The results of this approach to teaching in schools are plain to see: mis-spelling and mis-speaking a commonplace, even among those who pass for educated and speak in our names on the radio and TV. In the place of history we act out the evening meal in a Saxon peasant’s hut as imagined by our thirteen-year-old brains. It was already rather shocking in the 70’s when I last taught in this country. It is a lot worse now.

I was a Rough Guide author for several years. All the editors were university graduates, yet they invariably introduced all sorts of errors into the manuscripts I submitted, including misused words, inconsistencies like spelling a place name two or three different ways on the same page. And this was a book about France. You would think that an apparently educated person would be aware whether or not he had a reasonable knowledge of French and, if he did not, would  take care to check, especially when the only trouble it entailed was looking at a map. But no: the degree of ignorance is such that people are no longer aware of their own ignorance and seem to regard precision and accuracy with total indifference.
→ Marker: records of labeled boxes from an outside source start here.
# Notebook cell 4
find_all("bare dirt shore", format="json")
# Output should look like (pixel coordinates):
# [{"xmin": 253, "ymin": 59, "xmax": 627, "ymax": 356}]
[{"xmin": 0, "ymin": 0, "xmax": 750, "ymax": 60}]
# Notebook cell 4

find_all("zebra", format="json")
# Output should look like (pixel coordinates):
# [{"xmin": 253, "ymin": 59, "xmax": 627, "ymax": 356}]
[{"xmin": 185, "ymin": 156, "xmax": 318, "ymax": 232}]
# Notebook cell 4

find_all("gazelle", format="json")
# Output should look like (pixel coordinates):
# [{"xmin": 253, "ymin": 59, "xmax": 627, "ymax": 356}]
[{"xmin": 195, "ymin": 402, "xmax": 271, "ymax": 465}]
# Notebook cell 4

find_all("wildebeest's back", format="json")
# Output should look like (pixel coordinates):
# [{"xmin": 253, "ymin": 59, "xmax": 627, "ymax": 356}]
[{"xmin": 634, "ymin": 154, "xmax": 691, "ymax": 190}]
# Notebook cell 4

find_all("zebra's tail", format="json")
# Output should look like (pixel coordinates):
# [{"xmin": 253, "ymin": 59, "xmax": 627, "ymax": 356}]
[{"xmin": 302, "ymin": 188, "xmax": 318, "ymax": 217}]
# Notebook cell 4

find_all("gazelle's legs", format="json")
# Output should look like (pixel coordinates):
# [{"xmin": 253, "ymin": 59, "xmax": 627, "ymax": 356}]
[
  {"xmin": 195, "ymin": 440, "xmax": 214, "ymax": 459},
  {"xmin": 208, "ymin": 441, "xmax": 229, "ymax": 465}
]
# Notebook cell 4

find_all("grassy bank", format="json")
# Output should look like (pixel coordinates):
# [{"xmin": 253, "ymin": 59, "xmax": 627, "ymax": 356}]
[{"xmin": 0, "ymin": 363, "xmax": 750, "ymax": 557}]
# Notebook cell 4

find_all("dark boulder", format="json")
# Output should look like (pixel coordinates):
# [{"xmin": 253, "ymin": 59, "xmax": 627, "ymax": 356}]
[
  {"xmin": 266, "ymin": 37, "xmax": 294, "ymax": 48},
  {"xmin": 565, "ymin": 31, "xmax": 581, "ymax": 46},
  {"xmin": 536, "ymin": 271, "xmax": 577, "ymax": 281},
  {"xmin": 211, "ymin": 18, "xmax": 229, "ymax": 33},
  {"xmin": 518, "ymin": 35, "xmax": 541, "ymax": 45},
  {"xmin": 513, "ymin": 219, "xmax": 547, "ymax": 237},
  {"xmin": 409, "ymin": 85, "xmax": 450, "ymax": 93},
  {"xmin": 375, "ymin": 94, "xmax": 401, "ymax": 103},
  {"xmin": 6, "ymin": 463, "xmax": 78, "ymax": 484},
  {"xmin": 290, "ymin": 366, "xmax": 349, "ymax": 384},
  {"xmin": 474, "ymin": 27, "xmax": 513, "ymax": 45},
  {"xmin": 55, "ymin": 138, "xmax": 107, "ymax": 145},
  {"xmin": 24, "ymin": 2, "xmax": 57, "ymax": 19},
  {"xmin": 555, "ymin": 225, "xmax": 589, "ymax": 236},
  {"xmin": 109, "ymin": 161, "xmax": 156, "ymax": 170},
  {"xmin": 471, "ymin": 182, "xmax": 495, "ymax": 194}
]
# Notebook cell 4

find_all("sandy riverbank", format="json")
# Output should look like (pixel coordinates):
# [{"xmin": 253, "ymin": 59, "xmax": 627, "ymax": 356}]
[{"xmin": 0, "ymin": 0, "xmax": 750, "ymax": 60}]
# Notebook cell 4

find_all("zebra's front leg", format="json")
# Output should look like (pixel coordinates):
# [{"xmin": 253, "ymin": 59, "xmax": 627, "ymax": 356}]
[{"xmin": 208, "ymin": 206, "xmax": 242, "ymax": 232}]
In the June 16th Observer Brian Sewell berates the BBC and other TV outfits for their dumbed-down, populist approach in documentaries about serious subjects like art and history. The subject is “presented” by some more or less attractive personality, as if any serious discussion, explanation or investigation amounted to a sort of arrogant display of toff-ish elitism and disdain for the hoi polloi.

A dear friend, now dead, had an interview with the head of a girls’ comprehensive in south London. He was looking for a suitable school for his daughter. He had been an accomplished athlete himself and wanted to find a school that took sport seriously. “Oh, yes,” said the head. “We think sport is very important for girls, but we don’t believe in team games and competitive sport.”

All shall have prizes. No failures, only deferred success.

This is the sort of woolly-minded nonsense that has now pushed us well down the league table for educational achievement in the world. And who has benefited from it? Not working class children. Not children from “disadvantaged” backgrounds. Many more of them got into the top universities when grammar schools still flourished. And while grammar schools may not be the perfect answer to our education problems, they were certainly in many ways more effective than what has replaced them.

No skills can be acquired without rigour, discipline, sacrifice. If you are going to learn to play the guitar well, you have got to stay in playing scales when your friends are out partying. The same is true of carpentry, speaking French, playing tennis. If you do not master the basics – and learn to live with the bruised knees and bruised ego that goes with it – you ain’t going to make it.

The friends I have had who left school early have nearly all regretted not having a proper education and striven to make up for it in the rest of their lives. The popularity of books like Lynne Truss’s Eats, Shoots and Leaves and Gwynne’s Grammar suggests that many people feel very anxious about their shaky grasp of their language. And that they want to know things, not be fudged off with the second-rate, the easier option. Long live Comrade Gove!

On October 24th 2012 Graeme Atherton wrote in The Guardian: “Access league tables based on the progress HEI’s are making over time across a range of under-represented groups could be a powerful way of using information to influence institutional behaviour.” Quite so! Is he a graduate of a Russell Group university? Now there is a worrying thought.